Опубликовано в журнале Континент, номер 120, 2004
Игумен Иннокентий (Павлов) — родился в 1952 г. в Москве. Окончил Ленинградскую Духовную академию. Кандидат богословия. Преподает в Библейско-богословском институте св. ап. Андрея и в Институте философии, истории и теологии св. Фомы Аквинского. Автор ряда работ по истории Церкви, автор многих статей на церковно-общественные темы, печатавшихся в русских и зарубежных журналах и газетах. Живет в Москве.
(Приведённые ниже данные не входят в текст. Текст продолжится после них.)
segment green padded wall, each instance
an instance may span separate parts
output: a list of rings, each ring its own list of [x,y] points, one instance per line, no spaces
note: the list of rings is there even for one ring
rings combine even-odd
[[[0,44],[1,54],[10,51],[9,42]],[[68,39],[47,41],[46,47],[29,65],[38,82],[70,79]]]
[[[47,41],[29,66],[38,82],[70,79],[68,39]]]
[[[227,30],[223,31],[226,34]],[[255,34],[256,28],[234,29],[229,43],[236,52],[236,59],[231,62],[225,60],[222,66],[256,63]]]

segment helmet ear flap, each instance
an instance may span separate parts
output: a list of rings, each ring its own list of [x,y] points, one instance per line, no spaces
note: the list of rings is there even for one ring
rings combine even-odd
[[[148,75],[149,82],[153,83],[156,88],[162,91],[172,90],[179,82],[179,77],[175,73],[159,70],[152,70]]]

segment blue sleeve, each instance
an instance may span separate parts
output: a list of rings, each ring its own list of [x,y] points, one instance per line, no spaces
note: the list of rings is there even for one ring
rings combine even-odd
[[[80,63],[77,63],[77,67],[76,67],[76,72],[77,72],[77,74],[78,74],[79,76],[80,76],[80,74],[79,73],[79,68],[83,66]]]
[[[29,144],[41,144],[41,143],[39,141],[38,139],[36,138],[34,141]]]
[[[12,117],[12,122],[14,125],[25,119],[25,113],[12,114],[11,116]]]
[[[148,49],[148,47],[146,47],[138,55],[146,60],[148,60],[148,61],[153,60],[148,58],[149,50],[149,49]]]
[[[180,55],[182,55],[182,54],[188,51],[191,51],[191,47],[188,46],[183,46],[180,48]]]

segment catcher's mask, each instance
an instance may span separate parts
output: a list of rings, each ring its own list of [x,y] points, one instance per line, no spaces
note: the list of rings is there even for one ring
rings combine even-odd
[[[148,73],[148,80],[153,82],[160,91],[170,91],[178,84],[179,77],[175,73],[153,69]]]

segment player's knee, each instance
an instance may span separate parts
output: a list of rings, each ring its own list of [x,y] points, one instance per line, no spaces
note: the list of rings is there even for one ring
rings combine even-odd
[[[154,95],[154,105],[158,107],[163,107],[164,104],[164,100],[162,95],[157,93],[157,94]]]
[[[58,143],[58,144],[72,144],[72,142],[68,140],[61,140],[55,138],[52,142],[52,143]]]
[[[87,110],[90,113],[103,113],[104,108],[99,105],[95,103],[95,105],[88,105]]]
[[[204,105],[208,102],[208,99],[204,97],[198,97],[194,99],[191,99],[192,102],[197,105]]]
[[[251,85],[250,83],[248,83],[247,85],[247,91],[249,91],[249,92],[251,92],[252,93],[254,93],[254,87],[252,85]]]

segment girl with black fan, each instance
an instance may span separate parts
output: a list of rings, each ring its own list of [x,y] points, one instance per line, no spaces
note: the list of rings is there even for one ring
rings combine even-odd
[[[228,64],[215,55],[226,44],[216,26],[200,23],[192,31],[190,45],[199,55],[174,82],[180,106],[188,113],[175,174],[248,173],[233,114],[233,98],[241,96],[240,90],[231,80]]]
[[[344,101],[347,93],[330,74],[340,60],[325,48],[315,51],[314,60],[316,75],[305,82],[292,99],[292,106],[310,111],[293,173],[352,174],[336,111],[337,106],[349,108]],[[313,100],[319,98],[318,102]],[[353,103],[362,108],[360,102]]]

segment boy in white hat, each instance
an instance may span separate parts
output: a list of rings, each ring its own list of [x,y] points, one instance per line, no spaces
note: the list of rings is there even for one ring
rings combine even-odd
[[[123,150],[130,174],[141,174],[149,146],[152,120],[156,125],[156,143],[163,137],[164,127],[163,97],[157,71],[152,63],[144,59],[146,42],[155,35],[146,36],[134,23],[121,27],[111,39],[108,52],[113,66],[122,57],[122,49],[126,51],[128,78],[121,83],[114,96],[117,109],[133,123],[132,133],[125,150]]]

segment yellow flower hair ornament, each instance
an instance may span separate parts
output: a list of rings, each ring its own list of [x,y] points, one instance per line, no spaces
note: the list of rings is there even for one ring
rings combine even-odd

Игумен Иннокентий (Павлов)
ТРАГИКОМЕДИЯ ЦЕРКОВНОЙ СОВРЕМЕННОСТИ
Вместо рецензии на “конспект” нового романа
православной поэтессы Олеси Николаевой
I. О законах жанра и месте поэта в рабочем строю
Открывая пятый номер за 2003 год журнала “Знамя” — этого достославного столпа советско-российского литературного либерализма — читатель обратит внимание на новое прозаическое произведение Олеси Николаевой “Мене, текел, фарес”, точнее — на заявленный ею литературный жанр оного — “конспект романа”. Несколько слов о новом жанре я скажу ниже, а пока должен объяснить, что привело меня, человека далекого от чтения толстых литературных журналов, взяться за внимательное чтение опуса г-жи Николаевой.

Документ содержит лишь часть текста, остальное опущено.